Sunday, January 20, 2013

Happiness

     For obvious reasons, people use one another constantly. Day after day, someone takes advantage of someone, and in this way, mankind has stolen from itself and sucked the marrow from its own bones only to find its belly empty and aching. In all the years of wanting more from a world that offers so much in excess there has never been a single person to reach the top. There is no ultimate goal. Who was the most successful man who ever lived? Was it the businessman whose company earned millions, who drove an expensive car, who golfed, who gave his children money instead of love and consequently rose to height of the elite? Or was it the poor man who could not give his children money, but instead taught them to love, gave them knowledge, wisdom, and gratitude?
     For decades, commercialization has fueled the thrust towards the "American Dream" but it seems that this dream is one that has changed over the years. In 1931, James Truslow Adams defined the American dream as an ethos stating that "life should be better and richer and fuller for everyone, with opportunity for each according to ability or achievement." But peel away a hundred years of calloused faith and hope and what is there left but the desire from which everything sprung? Is not the true dream, American or otherwise, to be happy? To be truly fulfilled and not just satisfied or satiated but to be happy enough to smile and laugh without cause or question.

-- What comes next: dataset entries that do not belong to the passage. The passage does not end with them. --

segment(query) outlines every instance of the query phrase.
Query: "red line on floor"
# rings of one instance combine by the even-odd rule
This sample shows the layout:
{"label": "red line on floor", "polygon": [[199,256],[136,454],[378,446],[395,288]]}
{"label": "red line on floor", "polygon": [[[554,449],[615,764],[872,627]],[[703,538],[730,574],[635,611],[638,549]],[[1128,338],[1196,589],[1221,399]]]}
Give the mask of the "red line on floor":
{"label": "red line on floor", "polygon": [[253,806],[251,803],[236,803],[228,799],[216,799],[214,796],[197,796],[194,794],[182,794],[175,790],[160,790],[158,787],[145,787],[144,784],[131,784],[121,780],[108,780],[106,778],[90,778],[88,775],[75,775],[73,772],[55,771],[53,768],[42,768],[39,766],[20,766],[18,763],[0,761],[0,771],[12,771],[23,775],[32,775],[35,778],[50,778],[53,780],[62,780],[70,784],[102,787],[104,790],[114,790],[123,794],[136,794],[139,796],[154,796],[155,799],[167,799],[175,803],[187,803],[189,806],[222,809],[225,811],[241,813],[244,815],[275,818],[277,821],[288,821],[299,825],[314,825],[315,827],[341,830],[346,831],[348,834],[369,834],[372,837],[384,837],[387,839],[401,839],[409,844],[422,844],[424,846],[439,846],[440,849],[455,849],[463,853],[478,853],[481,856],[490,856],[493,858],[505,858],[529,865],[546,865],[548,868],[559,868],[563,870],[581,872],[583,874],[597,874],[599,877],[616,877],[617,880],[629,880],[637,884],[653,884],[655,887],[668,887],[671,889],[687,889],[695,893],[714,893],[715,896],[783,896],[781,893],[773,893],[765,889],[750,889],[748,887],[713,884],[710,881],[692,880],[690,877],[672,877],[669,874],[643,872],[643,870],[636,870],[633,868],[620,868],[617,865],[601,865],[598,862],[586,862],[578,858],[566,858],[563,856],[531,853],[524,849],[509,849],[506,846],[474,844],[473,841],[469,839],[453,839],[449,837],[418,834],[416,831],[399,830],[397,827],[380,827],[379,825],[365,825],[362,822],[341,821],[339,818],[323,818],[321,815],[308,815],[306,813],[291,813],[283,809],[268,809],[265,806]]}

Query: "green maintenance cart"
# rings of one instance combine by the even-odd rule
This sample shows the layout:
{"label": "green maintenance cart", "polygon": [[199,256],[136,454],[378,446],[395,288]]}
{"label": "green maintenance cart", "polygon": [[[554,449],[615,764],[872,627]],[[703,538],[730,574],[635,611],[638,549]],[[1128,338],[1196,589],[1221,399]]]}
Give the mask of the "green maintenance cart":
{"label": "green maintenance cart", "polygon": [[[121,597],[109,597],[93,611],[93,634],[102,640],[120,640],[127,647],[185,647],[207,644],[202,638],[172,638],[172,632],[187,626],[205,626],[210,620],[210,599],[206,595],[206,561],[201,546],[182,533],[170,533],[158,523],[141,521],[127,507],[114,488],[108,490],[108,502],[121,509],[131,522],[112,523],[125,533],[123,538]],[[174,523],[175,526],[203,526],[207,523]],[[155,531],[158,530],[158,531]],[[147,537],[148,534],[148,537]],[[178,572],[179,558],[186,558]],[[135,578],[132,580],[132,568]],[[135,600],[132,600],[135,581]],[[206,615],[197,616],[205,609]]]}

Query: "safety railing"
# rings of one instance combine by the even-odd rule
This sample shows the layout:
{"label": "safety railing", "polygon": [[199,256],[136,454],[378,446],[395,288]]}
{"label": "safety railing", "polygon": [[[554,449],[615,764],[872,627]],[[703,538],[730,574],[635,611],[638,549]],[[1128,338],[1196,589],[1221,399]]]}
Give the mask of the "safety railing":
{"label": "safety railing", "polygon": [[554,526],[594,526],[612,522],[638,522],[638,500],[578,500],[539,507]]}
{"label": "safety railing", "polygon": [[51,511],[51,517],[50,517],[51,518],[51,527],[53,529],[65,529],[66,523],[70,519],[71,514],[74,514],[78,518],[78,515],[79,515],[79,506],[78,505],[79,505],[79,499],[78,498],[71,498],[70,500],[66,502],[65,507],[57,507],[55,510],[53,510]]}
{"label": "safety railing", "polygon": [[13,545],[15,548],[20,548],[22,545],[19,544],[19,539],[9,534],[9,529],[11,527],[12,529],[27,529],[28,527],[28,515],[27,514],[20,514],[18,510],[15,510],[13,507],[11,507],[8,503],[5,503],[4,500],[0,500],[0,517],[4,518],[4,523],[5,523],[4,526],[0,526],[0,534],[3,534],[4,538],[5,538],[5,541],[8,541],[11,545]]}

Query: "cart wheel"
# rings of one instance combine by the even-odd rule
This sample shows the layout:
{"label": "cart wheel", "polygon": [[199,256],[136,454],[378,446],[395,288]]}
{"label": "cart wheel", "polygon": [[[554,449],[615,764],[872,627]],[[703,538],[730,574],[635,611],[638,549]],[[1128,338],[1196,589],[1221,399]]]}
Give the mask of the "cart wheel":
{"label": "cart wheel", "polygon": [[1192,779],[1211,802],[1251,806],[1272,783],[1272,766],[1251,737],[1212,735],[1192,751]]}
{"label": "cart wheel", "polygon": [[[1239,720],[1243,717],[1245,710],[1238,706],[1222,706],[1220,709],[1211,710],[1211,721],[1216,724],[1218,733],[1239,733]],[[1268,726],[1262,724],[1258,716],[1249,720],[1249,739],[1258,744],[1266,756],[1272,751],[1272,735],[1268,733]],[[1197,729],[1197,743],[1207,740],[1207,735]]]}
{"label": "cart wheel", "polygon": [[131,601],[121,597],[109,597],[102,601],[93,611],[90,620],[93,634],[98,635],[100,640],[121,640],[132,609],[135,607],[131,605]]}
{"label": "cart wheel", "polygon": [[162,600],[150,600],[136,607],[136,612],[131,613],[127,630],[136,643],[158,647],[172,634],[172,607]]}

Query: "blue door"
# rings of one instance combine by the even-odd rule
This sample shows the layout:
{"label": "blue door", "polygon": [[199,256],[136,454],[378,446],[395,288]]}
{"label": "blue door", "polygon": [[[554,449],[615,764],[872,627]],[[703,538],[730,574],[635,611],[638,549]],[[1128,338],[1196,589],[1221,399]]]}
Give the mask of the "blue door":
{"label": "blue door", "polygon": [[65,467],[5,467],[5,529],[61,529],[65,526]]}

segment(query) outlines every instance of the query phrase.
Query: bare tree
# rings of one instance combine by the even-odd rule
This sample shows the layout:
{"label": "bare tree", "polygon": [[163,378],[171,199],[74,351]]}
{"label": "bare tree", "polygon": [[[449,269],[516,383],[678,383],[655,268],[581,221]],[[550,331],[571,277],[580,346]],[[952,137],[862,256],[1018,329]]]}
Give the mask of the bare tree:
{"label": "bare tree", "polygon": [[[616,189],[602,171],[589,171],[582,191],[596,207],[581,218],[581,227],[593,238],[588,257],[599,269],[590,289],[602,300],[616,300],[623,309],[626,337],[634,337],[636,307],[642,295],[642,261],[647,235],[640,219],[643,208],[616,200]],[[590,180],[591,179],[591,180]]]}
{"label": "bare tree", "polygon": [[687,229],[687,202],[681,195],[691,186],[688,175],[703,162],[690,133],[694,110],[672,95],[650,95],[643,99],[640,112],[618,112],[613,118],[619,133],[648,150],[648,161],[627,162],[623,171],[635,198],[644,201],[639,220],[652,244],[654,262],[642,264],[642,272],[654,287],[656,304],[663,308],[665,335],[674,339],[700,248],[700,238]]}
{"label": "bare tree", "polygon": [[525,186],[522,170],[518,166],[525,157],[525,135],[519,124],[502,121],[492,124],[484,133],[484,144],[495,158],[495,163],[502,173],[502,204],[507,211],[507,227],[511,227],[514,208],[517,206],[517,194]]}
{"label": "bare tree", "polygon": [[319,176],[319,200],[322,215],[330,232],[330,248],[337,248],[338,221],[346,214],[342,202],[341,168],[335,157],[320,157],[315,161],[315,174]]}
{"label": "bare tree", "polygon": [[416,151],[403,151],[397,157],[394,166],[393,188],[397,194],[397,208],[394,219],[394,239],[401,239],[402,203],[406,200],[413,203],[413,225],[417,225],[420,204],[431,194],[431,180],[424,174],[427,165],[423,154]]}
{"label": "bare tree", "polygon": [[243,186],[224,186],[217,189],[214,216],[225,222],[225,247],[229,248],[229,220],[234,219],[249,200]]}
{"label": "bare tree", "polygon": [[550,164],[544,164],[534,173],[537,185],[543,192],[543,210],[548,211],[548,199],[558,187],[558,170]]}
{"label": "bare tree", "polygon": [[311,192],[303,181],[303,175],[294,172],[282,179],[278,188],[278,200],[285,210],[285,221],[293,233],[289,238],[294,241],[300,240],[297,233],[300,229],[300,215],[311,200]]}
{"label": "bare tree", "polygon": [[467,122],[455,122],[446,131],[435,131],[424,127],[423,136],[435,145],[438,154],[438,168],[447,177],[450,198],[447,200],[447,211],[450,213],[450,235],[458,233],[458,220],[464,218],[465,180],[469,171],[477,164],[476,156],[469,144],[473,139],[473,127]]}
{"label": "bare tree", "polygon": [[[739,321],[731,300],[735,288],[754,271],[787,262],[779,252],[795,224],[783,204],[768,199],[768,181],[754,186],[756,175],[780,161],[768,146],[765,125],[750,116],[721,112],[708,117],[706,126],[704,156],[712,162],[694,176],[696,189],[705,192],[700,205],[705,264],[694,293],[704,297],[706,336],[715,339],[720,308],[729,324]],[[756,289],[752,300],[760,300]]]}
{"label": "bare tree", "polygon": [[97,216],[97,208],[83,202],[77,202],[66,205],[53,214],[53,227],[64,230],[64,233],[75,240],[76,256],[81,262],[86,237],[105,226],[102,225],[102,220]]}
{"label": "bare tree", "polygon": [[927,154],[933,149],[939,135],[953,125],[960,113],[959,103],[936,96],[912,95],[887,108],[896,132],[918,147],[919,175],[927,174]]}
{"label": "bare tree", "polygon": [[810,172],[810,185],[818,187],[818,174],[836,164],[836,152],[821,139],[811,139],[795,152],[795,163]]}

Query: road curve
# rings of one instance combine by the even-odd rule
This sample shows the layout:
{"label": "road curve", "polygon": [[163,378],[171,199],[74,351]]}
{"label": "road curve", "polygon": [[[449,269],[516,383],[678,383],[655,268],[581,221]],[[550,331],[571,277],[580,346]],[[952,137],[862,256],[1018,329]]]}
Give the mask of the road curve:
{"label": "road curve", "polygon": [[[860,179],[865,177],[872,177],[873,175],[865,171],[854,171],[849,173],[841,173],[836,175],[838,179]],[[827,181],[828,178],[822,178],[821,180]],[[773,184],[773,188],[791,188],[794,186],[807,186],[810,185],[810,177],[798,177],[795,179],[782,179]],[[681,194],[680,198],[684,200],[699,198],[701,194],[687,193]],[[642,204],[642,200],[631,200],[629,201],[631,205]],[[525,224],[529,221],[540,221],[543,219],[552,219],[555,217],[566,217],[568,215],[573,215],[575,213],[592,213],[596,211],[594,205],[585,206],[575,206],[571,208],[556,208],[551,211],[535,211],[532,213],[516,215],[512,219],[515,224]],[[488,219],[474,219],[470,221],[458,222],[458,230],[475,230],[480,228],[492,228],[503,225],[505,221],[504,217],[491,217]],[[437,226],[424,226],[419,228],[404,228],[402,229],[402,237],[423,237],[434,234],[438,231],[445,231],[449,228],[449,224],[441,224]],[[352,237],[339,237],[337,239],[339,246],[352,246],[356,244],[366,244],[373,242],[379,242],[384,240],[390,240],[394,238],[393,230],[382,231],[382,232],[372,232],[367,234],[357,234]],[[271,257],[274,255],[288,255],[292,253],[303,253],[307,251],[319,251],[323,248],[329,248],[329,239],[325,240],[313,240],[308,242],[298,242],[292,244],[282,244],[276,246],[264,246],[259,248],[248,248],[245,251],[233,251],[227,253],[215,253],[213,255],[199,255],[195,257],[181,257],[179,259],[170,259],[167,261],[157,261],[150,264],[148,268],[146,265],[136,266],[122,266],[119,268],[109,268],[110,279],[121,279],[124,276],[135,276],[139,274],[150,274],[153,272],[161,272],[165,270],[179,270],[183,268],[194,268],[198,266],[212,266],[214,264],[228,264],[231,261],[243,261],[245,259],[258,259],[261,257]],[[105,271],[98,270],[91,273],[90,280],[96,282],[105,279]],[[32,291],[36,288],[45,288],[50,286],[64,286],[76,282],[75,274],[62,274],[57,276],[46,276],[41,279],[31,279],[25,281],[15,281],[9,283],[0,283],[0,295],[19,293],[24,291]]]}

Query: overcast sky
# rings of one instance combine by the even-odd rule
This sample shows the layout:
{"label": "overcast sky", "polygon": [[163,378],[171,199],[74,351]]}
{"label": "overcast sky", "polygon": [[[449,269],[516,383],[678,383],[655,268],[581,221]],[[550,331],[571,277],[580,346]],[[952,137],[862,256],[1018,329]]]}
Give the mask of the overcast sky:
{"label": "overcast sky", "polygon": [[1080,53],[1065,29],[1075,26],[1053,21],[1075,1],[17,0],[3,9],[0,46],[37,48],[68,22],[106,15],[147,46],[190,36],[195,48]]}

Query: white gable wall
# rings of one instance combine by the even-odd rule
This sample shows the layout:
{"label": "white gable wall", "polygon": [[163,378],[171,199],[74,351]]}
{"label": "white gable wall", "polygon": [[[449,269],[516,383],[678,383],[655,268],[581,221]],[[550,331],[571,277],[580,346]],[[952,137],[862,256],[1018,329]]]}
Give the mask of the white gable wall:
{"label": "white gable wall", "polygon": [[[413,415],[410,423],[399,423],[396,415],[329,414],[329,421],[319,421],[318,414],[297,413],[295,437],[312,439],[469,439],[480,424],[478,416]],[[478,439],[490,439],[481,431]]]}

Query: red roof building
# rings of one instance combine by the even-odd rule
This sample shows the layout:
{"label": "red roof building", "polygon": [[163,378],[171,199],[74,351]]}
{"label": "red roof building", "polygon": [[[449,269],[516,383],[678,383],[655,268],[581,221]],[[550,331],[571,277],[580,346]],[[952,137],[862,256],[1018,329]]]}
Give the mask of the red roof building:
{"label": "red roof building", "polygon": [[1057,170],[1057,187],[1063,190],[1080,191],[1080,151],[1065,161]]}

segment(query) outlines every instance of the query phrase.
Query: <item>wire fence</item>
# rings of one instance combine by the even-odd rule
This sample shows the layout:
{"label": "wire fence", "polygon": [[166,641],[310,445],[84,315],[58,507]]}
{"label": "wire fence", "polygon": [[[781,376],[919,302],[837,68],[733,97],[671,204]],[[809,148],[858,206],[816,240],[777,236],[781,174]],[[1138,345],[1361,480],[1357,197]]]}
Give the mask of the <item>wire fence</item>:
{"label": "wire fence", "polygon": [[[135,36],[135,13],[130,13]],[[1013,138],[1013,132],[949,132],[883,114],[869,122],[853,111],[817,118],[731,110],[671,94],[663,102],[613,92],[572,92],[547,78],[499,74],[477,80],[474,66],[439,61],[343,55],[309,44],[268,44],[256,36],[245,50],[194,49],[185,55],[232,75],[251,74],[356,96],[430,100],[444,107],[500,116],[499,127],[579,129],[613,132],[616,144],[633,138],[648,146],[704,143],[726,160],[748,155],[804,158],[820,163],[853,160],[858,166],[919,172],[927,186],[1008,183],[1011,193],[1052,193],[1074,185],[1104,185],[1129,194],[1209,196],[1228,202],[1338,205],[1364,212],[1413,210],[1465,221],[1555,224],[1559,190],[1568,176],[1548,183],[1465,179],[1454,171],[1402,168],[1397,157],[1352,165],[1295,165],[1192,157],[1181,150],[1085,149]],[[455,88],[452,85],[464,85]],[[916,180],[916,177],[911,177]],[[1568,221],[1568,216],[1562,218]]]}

      Men have dedicated their lives to promoting the idea that happiness can be bought and sold but the truth is that it can't, happiness can only be felt. You cannot buy or steal or borrow the things that true happiness comes from. We can only fight to cover up the vast emptiness that is plaguing modern man, eating him from the inside-out. We can climb the ladder as long as we want, but will the unknown thing that's waiting for us at the top be worth the struggle? Will it make you happy? Will it even be there at all?